William Cliff – Le Temps, suivi de Notre-Dame – poésie (Le Table Ronde, éditeur.)

Chronique de Xavier Bordes

William Cliff – Le Temps, suivi de Notre-Damepoésie (Le Table Ronde, éditeur.)


La poésie de William Cliff est d’une configuration particulière : d’une part elle joue avec la versification classique, plus ou moins rythmée et rimée, jeu subtil et souvent assorti d’humour. Sa seconde caractéristique est que cette poésie renoue avec l’ancienne tradition narrative, que les poèmes monnaient en une succession de stations, un itinéraire, ici celui du temps d’une vie décliné au JE. Car William Cliff n’hésite pas à assumer la première personne. Il raconte un passé toujours présent grâce au langage, dont il empoigne fermement la restructuration mémorielle, avec une note de fine distanciation, comme s’il n’était pas dupe de soi tout en se réenchantant de consigner ces moments de son existence avec un côté pittoresque, vigoureux, voire picaresque parfois, qui témoigne d’une grande attention aux gens qu’il a pu rencontrer, et qui ont participé à ses aventures, en particulier amoureuses d’amours homosexuelles. Pour Cliff le corps humain est important. Plus généralement, il faut donc aimer, non sans en souffrir, intensément d’être incarné ici-bas, pour être capable de saisir en quelques traits essentiels les protagonistes qui accompagnent des moments vécus dont les poèmes accusent le relief.

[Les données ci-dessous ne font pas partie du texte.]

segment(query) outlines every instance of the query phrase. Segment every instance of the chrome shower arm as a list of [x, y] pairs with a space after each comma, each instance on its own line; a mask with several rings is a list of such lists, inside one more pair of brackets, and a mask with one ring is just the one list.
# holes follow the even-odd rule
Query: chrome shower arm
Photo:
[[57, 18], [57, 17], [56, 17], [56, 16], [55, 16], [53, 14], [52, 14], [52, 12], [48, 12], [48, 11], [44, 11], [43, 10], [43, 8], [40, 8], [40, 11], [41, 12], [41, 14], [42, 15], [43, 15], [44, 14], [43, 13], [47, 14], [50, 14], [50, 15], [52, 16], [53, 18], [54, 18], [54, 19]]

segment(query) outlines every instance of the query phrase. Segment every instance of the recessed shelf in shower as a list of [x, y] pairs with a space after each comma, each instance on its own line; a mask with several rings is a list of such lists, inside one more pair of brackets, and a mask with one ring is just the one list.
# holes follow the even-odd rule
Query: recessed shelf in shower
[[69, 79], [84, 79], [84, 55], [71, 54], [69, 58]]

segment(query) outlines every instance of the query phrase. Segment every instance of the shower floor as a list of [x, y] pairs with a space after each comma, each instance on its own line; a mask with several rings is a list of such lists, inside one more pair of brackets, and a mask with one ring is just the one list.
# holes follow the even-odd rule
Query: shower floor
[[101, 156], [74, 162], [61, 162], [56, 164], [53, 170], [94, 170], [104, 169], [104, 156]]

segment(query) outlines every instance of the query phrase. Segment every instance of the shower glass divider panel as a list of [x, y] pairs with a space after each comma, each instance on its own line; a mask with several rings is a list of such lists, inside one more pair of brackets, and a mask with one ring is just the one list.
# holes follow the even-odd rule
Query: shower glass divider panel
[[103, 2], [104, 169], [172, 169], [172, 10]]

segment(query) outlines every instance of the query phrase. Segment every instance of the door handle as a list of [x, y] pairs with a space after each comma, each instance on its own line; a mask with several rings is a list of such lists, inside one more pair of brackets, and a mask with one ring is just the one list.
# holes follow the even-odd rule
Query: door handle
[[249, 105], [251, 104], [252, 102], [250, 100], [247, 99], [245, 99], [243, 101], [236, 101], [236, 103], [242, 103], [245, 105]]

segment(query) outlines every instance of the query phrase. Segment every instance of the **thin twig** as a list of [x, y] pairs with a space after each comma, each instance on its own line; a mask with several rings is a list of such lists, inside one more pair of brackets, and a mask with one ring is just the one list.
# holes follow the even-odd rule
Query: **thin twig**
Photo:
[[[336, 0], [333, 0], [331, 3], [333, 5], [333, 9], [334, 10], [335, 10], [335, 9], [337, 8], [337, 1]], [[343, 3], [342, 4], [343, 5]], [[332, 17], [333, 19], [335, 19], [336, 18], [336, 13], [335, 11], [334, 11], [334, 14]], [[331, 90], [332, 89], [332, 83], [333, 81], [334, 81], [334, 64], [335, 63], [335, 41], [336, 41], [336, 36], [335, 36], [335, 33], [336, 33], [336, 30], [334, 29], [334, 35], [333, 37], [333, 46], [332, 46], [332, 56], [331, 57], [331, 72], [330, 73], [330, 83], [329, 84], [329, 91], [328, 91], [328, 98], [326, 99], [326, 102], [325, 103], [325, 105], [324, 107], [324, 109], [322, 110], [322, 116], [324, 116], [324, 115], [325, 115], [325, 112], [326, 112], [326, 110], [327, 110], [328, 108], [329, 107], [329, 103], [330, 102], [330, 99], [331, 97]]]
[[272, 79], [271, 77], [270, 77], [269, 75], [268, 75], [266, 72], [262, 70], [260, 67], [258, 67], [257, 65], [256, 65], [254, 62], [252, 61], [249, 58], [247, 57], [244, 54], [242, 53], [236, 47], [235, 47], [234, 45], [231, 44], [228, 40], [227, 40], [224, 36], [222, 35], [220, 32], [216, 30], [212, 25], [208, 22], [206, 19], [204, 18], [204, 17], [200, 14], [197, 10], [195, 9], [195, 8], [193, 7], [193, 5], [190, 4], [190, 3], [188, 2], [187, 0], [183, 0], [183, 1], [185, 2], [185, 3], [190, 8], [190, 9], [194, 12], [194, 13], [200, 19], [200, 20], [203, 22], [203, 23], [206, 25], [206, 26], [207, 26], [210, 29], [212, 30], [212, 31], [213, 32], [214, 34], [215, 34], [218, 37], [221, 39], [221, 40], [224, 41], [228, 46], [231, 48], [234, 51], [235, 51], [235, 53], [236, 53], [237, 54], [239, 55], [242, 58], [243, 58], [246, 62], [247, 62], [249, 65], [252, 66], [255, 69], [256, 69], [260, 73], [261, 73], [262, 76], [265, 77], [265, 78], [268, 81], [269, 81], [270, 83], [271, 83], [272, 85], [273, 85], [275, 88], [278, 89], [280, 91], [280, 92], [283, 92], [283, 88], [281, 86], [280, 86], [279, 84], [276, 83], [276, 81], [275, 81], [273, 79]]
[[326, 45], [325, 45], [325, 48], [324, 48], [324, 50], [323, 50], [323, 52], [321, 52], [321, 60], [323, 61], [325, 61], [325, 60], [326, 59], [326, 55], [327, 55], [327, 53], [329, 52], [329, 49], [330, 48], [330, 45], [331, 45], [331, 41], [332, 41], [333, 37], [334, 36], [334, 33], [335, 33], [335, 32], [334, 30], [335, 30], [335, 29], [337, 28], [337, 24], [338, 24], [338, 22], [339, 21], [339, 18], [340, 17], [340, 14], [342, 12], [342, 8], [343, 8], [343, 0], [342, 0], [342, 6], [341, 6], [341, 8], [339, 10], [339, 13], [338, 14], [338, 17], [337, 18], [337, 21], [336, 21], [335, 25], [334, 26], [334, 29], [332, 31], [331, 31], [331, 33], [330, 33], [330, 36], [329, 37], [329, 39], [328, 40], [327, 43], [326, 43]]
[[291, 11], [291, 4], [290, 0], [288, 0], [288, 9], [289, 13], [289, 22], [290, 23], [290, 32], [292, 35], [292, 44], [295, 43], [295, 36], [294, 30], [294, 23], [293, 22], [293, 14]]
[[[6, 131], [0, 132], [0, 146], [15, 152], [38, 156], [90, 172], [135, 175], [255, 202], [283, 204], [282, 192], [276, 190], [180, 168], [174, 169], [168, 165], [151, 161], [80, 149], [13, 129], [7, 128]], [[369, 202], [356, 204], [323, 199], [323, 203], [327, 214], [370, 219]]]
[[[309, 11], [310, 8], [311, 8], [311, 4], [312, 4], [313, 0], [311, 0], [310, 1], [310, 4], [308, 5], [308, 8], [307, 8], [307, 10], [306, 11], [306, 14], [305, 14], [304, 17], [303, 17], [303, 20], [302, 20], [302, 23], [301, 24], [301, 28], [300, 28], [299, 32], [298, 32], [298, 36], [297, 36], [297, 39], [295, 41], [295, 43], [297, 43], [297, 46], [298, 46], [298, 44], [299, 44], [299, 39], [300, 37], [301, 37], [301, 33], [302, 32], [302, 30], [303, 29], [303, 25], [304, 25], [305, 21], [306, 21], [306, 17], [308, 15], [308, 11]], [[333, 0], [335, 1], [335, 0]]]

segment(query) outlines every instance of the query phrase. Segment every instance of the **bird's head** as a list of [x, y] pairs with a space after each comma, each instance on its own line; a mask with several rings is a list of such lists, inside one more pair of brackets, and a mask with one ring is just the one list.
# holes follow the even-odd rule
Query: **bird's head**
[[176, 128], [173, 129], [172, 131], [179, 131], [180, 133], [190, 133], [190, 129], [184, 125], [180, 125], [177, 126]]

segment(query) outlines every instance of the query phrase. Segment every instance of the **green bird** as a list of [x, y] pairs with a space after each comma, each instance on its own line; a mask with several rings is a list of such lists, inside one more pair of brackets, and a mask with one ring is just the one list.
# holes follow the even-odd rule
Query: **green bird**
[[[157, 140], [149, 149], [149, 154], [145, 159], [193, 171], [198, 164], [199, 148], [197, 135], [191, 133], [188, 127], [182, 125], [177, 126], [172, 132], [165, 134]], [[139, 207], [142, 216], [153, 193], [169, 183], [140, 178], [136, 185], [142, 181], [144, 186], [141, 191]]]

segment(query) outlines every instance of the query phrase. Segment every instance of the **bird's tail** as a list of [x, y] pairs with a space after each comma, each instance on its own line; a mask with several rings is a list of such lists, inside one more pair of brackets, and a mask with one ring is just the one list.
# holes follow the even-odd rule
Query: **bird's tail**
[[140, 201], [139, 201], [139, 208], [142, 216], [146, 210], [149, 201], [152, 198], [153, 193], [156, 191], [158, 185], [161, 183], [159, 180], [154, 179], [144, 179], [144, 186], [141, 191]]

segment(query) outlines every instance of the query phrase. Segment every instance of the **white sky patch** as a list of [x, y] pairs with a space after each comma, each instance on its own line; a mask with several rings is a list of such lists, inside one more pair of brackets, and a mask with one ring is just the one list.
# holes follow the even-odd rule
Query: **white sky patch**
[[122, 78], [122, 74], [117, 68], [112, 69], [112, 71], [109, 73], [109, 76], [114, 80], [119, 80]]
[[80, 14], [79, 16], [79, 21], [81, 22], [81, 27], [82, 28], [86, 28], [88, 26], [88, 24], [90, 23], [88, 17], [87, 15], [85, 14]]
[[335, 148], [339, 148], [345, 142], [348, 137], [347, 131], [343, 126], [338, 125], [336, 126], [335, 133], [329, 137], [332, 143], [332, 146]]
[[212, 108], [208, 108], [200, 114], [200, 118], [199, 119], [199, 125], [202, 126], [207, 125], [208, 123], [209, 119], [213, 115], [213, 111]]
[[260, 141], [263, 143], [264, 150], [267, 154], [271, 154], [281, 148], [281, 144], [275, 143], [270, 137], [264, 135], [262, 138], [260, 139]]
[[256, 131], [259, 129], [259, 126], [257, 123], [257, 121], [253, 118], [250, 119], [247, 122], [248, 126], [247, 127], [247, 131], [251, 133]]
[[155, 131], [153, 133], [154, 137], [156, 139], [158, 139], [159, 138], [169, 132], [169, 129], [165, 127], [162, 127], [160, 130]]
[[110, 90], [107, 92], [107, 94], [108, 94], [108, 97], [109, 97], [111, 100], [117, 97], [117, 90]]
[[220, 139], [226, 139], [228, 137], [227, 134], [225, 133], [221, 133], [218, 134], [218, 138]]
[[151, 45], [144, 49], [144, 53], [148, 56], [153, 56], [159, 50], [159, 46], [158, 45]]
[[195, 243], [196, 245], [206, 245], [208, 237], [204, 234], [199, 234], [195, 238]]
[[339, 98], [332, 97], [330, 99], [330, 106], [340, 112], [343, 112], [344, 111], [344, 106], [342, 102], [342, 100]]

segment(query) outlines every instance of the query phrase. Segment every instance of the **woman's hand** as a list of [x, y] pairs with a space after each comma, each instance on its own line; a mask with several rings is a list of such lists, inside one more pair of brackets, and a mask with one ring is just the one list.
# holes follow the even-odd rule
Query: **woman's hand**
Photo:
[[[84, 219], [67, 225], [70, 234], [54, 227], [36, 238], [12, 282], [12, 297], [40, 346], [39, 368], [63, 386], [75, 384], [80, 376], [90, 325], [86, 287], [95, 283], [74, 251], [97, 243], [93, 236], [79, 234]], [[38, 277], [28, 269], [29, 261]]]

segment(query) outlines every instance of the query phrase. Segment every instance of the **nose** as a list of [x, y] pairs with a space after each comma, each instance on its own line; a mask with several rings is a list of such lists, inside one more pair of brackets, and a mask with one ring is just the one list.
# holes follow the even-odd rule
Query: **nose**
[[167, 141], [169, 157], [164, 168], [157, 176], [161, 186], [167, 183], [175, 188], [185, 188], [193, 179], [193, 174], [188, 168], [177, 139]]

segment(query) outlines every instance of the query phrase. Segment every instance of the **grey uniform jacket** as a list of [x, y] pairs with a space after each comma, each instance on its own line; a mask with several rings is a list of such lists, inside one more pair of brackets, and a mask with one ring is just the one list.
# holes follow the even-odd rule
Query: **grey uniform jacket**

Par certains côtés, je rattacherais volontiers cet humour par amour, à la fois volubile et pudique, d‘une désarmante simplicité dans le trait, à celui qui animait Joe Bousquet dans Le Médisant par bonté, ou encore aux tableaux – mutatis mutandis – pleins de vitalité populaire, d’un Breughel l’Ancien. Que William Cliff mette tout son livre sous l’égide d’un rondeau de Froissart (« On doit le temps ainsi prendre qu’il vient »), célèbre pour ses chroniques expressives, colorées, parfois truculentes, un Froissart également poète qui, rappelons-le, vint achever sa vie en Belgique, voilà qui est un signe supplémentaire de l’état d’esprit de notre auteur. Le livre se clôt sur le poème Notre-Dame, d’une touchante humanité, qui place rétrospectivement le recueil entier dans la perspective intemporelle d’une poésie qui ferait, par la vivacité suggestive de ses récits, par sa foi en la communauté des humains, échec au temps. Façon pour le poète, comme nous tous voué à une inéluctable fin, d’entrer par la porte du langage dans une forme d’éternité verticale…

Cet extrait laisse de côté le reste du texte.